Electric Ignition Timing Overview
Electronic Ignition Timing - Overview
Electronic ignition is a very simple way of providing a spark at the correct time with only a single moving part (the flywheel). It is less complicated than points ignition but the parts are more expensive to build due to their electronic circuitry. There are three main parts to an electronic ignition system:
The Vespa electronic stator is attached to the crankcase and has a hole in the middle which allows the flywheel side of the crank to pass through it. When the flywheel is attached to the crank there is a small key in the crank taper that allows the flywheel to fit on in only one position. This position is statically connected to the piston location at every revolution. Basically this means that the if you marked a point on the casing, noted the piston position, and turned the flywheel 360 degrees the piston will be back in exactly the same position.
The stator can be seen by removing the flywheel. The stator plate has elongated screw slots so it can rotate by about 10 degrees while remaining connected to the crankcase (blue arrow). These allow the timing to be adjusted by moving the relationship of the pick-up (pink arrow) to the flywheel/piston position. Cast into both the stator and the casing is a line (red arrow) which shows the basic correct alignment of the stator and casings. This is a good starting point for electronic timing, and will be covered in the electronic timing section. Several AC coils are also visible on the stator plate (yellow arrow).

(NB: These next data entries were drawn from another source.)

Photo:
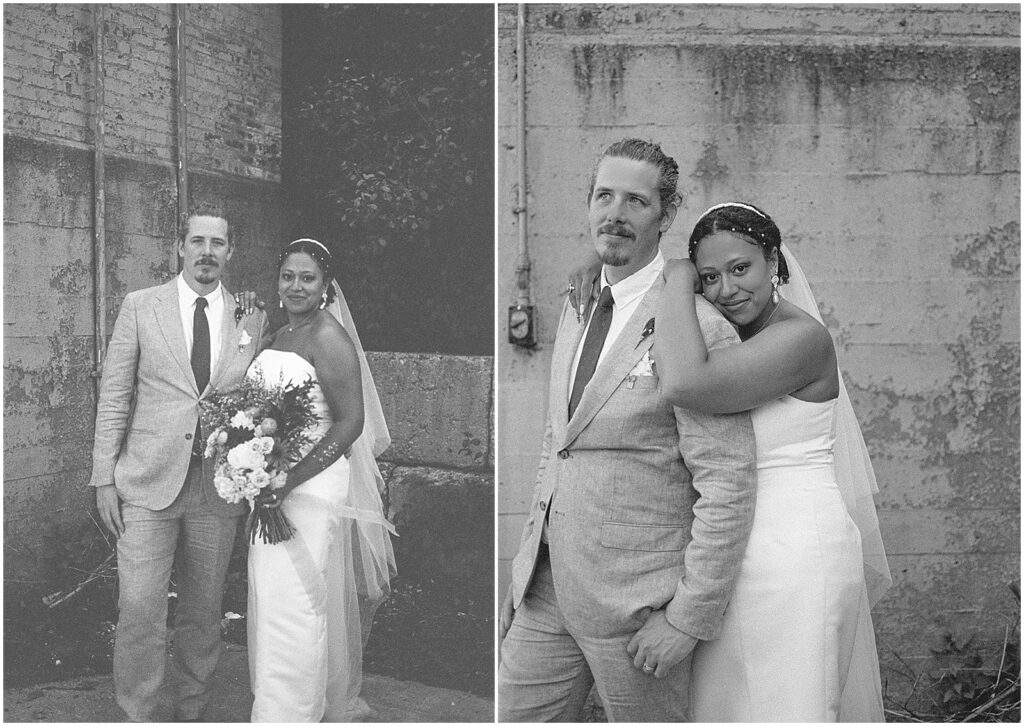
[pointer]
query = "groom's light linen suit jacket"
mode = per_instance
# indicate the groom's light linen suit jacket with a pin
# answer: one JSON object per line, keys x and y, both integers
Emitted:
{"x": 648, "y": 505}
{"x": 148, "y": 399}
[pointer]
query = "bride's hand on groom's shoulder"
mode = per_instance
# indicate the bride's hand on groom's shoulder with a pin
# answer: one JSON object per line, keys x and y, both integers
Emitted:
{"x": 583, "y": 280}
{"x": 658, "y": 645}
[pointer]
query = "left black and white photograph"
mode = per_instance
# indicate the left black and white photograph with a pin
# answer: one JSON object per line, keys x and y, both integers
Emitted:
{"x": 248, "y": 347}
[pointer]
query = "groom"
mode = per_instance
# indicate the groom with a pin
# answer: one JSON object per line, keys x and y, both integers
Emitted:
{"x": 641, "y": 511}
{"x": 171, "y": 346}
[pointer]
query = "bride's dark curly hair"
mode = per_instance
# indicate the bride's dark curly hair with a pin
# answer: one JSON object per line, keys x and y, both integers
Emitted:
{"x": 745, "y": 220}
{"x": 321, "y": 255}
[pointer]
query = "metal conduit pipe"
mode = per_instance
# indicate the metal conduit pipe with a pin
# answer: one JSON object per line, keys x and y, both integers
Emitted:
{"x": 99, "y": 202}
{"x": 522, "y": 322}
{"x": 181, "y": 153}
{"x": 523, "y": 264}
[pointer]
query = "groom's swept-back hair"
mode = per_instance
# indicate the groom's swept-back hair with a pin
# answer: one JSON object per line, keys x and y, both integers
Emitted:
{"x": 640, "y": 151}
{"x": 205, "y": 209}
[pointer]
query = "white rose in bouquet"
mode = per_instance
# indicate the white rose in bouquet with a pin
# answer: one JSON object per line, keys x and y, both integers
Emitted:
{"x": 245, "y": 456}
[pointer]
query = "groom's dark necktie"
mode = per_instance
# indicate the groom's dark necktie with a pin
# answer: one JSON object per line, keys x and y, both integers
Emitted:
{"x": 201, "y": 345}
{"x": 592, "y": 346}
{"x": 200, "y": 361}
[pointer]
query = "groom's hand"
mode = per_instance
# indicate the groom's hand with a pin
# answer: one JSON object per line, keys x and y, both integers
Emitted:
{"x": 109, "y": 506}
{"x": 659, "y": 645}
{"x": 505, "y": 614}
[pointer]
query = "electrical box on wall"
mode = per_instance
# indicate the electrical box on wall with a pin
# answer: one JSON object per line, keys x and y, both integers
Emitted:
{"x": 522, "y": 326}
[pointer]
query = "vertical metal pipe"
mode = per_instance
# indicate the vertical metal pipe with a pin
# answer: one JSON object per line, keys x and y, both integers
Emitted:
{"x": 182, "y": 127}
{"x": 523, "y": 264}
{"x": 99, "y": 200}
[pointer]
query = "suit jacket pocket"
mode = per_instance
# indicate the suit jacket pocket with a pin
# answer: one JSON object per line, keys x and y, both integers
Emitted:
{"x": 645, "y": 538}
{"x": 644, "y": 382}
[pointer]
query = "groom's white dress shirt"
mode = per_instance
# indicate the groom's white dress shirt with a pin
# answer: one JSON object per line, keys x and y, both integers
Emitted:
{"x": 627, "y": 295}
{"x": 214, "y": 315}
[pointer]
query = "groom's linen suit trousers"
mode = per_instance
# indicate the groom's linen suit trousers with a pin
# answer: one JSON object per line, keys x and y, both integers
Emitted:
{"x": 203, "y": 538}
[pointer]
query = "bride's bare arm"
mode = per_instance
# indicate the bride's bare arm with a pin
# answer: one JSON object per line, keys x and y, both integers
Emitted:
{"x": 337, "y": 368}
{"x": 780, "y": 359}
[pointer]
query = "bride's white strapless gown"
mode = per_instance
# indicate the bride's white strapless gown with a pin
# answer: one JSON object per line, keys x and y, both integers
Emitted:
{"x": 797, "y": 642}
{"x": 302, "y": 666}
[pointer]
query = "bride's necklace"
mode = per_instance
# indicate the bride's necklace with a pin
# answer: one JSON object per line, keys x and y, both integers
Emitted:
{"x": 770, "y": 315}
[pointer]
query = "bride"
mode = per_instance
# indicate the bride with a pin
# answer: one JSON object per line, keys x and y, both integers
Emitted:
{"x": 311, "y": 598}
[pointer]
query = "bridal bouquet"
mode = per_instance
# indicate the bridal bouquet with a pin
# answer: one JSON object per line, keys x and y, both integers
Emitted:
{"x": 258, "y": 432}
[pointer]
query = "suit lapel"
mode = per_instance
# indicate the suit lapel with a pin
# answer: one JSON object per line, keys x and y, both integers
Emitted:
{"x": 566, "y": 341}
{"x": 169, "y": 319}
{"x": 624, "y": 354}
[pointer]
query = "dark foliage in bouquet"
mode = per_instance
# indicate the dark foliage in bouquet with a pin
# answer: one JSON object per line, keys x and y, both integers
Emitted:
{"x": 258, "y": 432}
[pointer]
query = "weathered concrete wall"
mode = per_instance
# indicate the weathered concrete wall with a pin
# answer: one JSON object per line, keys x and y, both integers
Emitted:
{"x": 886, "y": 141}
{"x": 440, "y": 467}
{"x": 233, "y": 65}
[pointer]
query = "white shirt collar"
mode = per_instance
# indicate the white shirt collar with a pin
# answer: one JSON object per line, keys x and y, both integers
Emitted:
{"x": 626, "y": 291}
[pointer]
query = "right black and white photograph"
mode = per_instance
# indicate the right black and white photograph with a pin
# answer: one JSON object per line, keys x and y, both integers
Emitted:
{"x": 758, "y": 363}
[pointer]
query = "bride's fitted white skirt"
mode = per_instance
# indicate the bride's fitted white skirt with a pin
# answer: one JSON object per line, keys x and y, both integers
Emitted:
{"x": 797, "y": 642}
{"x": 289, "y": 586}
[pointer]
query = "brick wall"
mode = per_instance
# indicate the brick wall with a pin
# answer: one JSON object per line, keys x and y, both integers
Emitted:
{"x": 886, "y": 141}
{"x": 233, "y": 66}
{"x": 233, "y": 61}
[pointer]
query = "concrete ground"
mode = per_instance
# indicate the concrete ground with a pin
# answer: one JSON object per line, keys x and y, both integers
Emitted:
{"x": 90, "y": 699}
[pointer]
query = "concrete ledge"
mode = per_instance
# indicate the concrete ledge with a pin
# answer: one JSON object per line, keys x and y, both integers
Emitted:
{"x": 90, "y": 699}
{"x": 437, "y": 408}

As the flywheel turns, the magnets rotating around the AC coils produce alternating current some of which is routed to the CDI unit while the rest goes to the regulator or rectifier on battery bikes. (A regulator simply limits the AC power to the lights so they don't blow as the RPMs increase. A rectifier does the same thing but also converts AC power to DC for charging a battery). The AC power to the CDI is transformed into DC power and then is stored in a capacitor inside the CDI unit. A capacitor works as a reservoir for DC power during a single engine revolution and can be released and turned into a high voltage charge by the CDI, when triggered by the pick-up coil. All the magnets in the flywheel are separated from each other except for two that overlap in an S type area as can be seen above. The pick-up can sense the disruption in the magnetic field at this point of the flywheel and triggers the high voltage release of the capacitor, down the high tension (HT) lead and makes the plug spark. The reason the spark occurs is that a very high voltage is jumping to ground across a small gap.
The beauty of this system is that there are no parts to wear out because nothing actually physically touches another surface. The downside is that there is little to diagnose if there is a fault in the CDI or pick-up and it is usually less of a headache to buy a new one than to determine the problem.